Learn how to use the quick-access menu to turn your smartphone’s bluetooth radio on and off. Both Android phones and iOS phones feature easy-access control panels that enable you to do things like turn on WiFi, use the phone as a flashlight, or get to a calculator with one tap. Look around your smartphone to find where you can most easily turn bluetooth on and off, so you can always enable or disable the feature as needed. (On Android phones, swiping from top to bottom usually reveals a quick-access “drawer.” On iPhones, swiping from bottom to top will bring up the equivalent menu.)
If you often rent cars, keep a spare bluetooth receiver in your travel bag. You never know when you’re going to end up in a car that doesn’t support bluetooth, and keeping a spare bluetooth receiver with you can make sure you’re never without it.
Q. What’s the difference between a bluetooth receiver and a bluetooth transmitter?
A. A bluetooth receiver can take wireless signals from a bluetooth device like a smartphone or tablet, and make the audio available to a home or car stereo. A bluetooth transmitter connects directly to an audio source and wirelessly transmits the audio signal to any available bluetooth speakers. If you need a device that will receive bluetooth audio from your smartphone, buy a bluetooth receiver. If you need a device that will take an existing music source and make it available to an existing bluetooth stereo, buy a bluetooth transmitter. If your needs vary, you can always buy a combination bluetooth receiver/transmitter.

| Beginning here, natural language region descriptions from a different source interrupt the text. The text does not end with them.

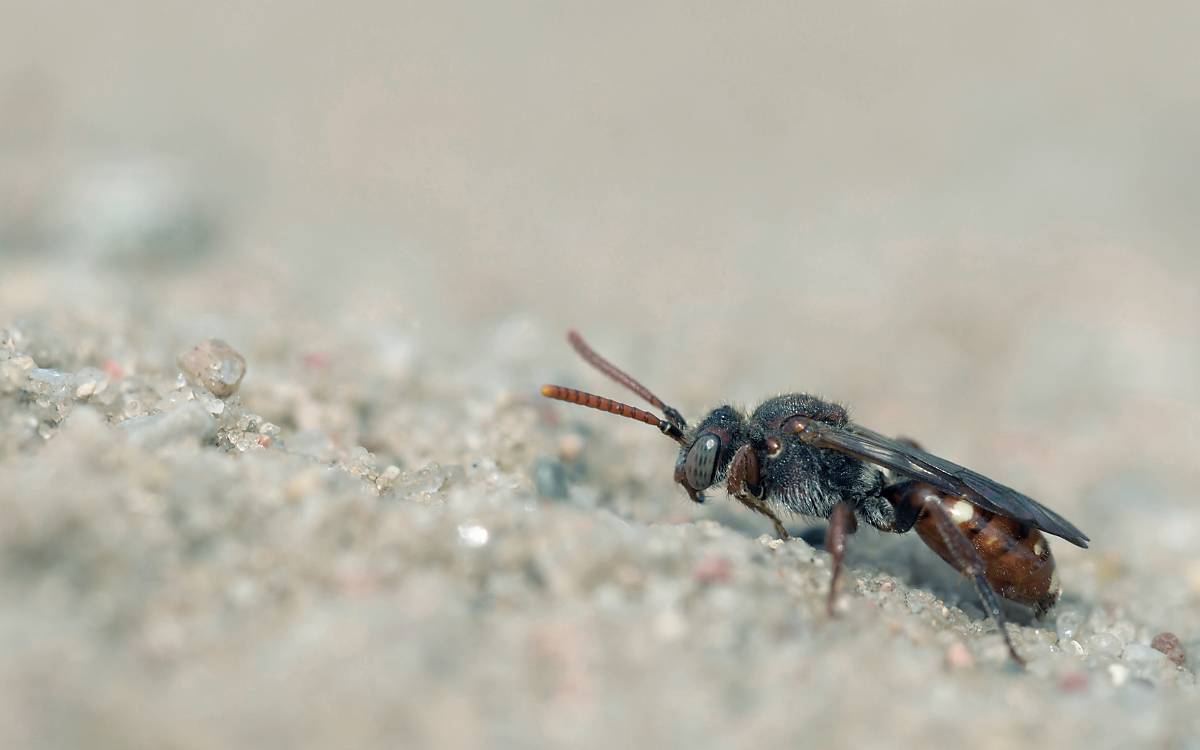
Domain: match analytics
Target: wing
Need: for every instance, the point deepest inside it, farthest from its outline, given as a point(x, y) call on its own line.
point(871, 447)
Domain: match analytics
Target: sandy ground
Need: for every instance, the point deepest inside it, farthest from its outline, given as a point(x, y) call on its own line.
point(975, 227)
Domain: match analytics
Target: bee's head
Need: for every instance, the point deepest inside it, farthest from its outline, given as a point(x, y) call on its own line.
point(705, 454)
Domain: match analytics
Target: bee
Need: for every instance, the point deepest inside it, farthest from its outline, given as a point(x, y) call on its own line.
point(798, 454)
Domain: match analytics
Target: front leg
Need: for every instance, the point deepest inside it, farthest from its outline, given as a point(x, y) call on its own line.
point(744, 485)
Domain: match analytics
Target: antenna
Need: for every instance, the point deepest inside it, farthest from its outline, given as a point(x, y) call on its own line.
point(591, 357)
point(612, 407)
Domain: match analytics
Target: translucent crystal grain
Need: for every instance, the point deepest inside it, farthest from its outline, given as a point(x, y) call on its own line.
point(215, 366)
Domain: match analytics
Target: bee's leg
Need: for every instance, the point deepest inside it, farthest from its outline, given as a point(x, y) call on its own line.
point(743, 484)
point(841, 525)
point(921, 505)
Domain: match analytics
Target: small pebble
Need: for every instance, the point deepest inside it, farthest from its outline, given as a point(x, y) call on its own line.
point(1169, 643)
point(1119, 673)
point(1073, 682)
point(1068, 624)
point(215, 366)
point(473, 535)
point(1138, 653)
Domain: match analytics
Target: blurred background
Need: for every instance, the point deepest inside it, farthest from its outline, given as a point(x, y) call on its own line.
point(975, 223)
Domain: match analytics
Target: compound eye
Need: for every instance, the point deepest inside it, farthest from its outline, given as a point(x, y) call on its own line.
point(700, 467)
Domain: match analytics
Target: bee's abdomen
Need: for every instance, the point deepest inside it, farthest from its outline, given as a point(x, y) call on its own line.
point(1018, 559)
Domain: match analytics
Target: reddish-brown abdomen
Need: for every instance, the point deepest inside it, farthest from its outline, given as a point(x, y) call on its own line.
point(1019, 563)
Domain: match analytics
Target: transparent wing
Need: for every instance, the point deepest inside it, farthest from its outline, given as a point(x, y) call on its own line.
point(869, 445)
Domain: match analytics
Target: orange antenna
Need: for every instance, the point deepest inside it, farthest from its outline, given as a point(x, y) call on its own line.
point(612, 407)
point(591, 357)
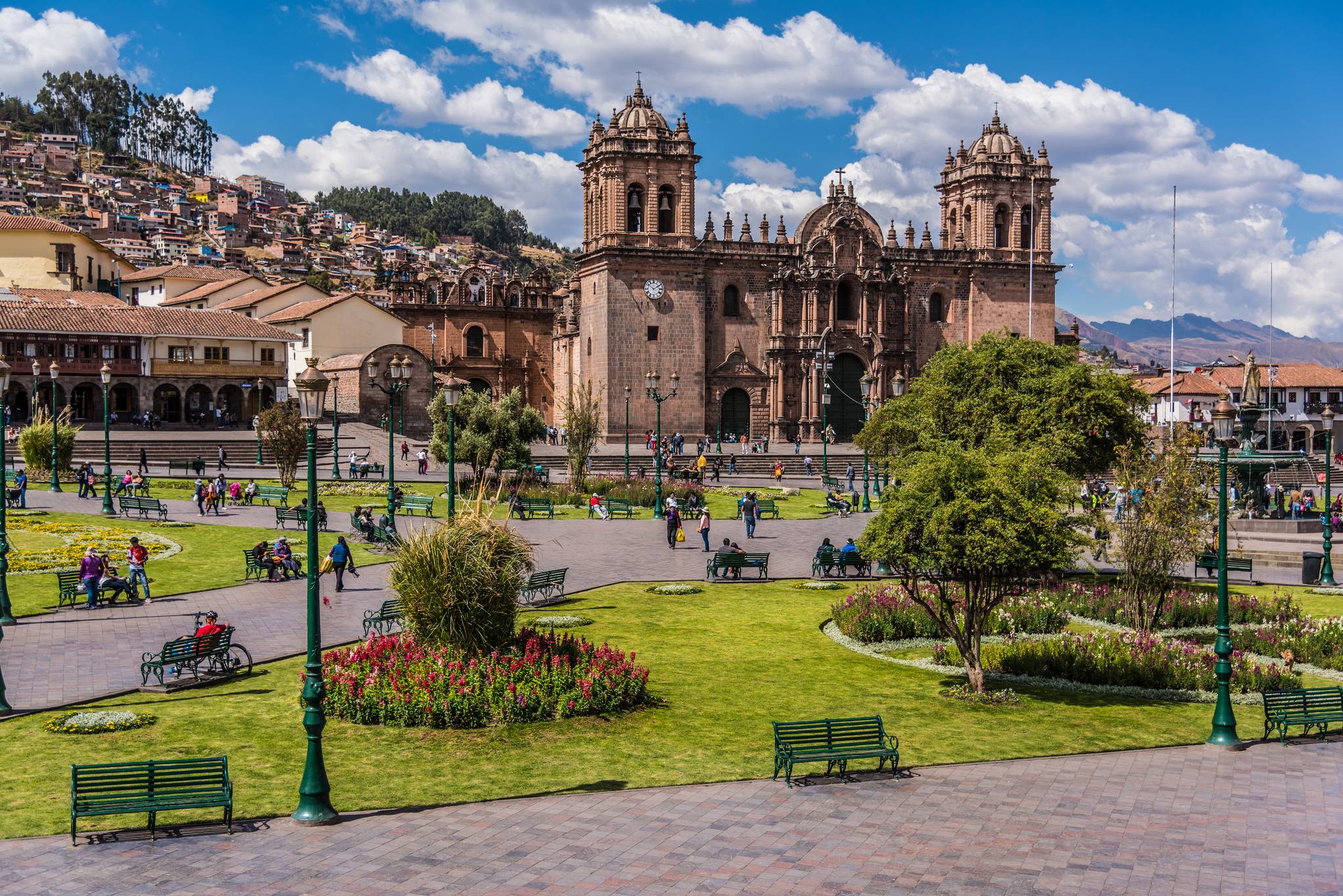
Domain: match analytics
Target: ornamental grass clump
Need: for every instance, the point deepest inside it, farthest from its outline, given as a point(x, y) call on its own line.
point(1127, 659)
point(458, 582)
point(885, 613)
point(398, 680)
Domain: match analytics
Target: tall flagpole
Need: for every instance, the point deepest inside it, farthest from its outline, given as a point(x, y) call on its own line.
point(1170, 417)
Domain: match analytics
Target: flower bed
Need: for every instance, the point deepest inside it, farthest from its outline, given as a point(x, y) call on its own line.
point(1185, 609)
point(1315, 641)
point(884, 613)
point(81, 722)
point(1125, 660)
point(395, 682)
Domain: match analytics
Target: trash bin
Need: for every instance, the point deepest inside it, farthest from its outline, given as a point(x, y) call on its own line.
point(1311, 563)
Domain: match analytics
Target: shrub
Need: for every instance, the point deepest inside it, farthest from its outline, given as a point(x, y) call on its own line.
point(1127, 660)
point(1185, 608)
point(884, 613)
point(1315, 641)
point(398, 680)
point(460, 581)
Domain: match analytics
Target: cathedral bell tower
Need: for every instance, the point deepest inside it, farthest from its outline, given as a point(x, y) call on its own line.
point(638, 179)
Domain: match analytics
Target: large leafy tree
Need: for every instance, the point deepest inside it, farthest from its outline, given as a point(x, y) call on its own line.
point(488, 435)
point(969, 527)
point(1003, 393)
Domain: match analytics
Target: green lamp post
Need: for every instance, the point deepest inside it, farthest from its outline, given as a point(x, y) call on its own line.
point(1224, 720)
point(398, 379)
point(1327, 568)
point(105, 375)
point(315, 790)
point(55, 476)
point(453, 390)
point(651, 389)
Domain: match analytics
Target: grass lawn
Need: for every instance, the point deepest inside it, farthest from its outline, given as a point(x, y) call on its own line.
point(724, 664)
point(210, 558)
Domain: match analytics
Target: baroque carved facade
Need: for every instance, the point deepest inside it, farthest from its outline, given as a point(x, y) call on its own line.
point(742, 316)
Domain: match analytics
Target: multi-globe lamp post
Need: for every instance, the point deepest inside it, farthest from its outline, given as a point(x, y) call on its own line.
point(105, 375)
point(315, 792)
point(651, 389)
point(1224, 719)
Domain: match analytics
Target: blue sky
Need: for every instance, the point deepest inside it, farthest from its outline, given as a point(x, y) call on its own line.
point(1235, 102)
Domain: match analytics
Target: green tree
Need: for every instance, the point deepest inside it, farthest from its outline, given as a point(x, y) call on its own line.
point(1003, 393)
point(488, 435)
point(1169, 523)
point(969, 527)
point(287, 437)
point(582, 412)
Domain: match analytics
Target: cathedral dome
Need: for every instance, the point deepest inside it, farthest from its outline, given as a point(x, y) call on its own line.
point(638, 113)
point(997, 142)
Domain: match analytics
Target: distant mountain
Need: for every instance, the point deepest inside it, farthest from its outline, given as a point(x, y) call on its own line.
point(1201, 340)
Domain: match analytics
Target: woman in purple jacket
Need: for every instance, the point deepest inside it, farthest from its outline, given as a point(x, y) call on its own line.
point(90, 570)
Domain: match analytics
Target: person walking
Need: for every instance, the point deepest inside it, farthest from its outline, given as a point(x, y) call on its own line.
point(342, 559)
point(136, 558)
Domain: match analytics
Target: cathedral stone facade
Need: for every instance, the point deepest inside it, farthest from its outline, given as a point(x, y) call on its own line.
point(740, 312)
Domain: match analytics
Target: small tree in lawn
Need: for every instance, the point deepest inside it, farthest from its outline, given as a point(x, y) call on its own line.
point(967, 528)
point(582, 423)
point(488, 435)
point(287, 437)
point(1167, 520)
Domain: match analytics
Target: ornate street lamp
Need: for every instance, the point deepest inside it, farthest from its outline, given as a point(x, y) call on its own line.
point(315, 792)
point(865, 385)
point(105, 374)
point(55, 478)
point(453, 390)
point(398, 379)
point(1224, 720)
point(651, 389)
point(1327, 570)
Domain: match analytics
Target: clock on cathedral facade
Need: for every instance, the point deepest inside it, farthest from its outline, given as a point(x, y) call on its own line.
point(740, 311)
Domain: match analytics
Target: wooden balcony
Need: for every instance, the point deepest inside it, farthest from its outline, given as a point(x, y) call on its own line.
point(231, 368)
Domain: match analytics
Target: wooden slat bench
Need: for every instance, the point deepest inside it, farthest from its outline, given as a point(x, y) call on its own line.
point(736, 562)
point(144, 507)
point(382, 619)
point(548, 585)
point(1208, 560)
point(833, 742)
point(153, 786)
point(616, 507)
point(1304, 707)
point(412, 503)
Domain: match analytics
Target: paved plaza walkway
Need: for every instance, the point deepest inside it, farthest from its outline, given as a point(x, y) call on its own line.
point(1188, 820)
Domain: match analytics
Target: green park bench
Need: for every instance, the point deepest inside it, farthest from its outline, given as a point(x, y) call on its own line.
point(382, 619)
point(531, 507)
point(616, 507)
point(268, 494)
point(833, 742)
point(1304, 707)
point(1208, 560)
point(736, 563)
point(547, 585)
point(144, 507)
point(418, 503)
point(151, 786)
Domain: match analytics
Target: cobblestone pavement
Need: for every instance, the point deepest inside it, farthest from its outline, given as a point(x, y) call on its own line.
point(1188, 820)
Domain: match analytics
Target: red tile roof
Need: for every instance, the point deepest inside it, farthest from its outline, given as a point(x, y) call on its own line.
point(133, 321)
point(184, 272)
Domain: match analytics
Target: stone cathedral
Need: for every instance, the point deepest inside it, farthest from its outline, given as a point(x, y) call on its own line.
point(739, 311)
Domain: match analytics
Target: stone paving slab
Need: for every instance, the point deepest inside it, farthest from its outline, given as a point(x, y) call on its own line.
point(1189, 820)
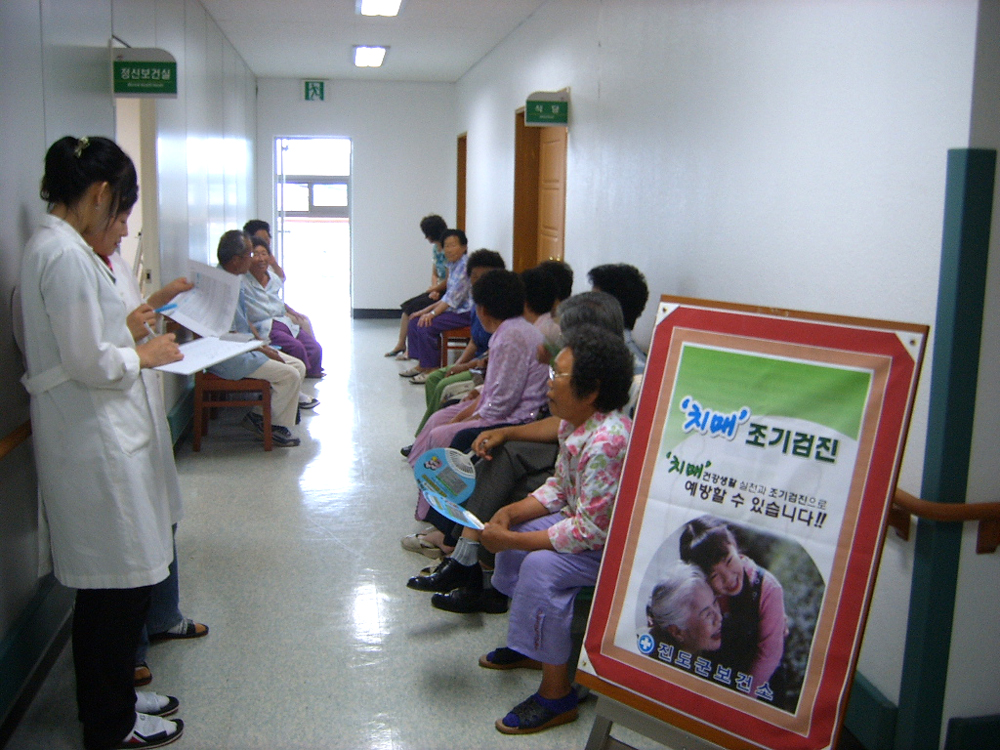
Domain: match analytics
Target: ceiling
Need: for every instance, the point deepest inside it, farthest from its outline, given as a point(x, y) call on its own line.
point(430, 40)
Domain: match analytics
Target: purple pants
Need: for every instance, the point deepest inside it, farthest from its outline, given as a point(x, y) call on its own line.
point(424, 344)
point(542, 585)
point(304, 347)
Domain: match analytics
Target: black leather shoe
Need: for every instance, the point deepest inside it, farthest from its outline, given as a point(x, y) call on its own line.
point(449, 575)
point(468, 599)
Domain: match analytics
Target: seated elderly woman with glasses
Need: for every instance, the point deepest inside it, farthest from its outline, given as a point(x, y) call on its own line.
point(550, 543)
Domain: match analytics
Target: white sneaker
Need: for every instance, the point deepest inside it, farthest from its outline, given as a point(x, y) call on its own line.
point(151, 731)
point(154, 704)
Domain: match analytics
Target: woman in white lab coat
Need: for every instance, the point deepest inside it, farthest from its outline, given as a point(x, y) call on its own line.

Q. Will music over bluetooth sound as good as music over a wired connection?
A. Technically, no, but the vast majority of listeners won’t be able to tell the difference. Bluetooth takes a raw audio signal and compresses it for transmission to a receiving device, but the compression is so effective that the end result is practically indistinguishable from the original. If you’re an audiophile or just not a fan of compressed audio, bluetooth might not be the right technology for critical listening. But before you write it off, listen for yourself. Most listeners find bluetooth audio exceeds expectations.
Q. How long does it take to charge a portable bluetooth receiver?
A. It depends on the size of the battery, but most portable bluetooth receivers can be recharged in two to four hours.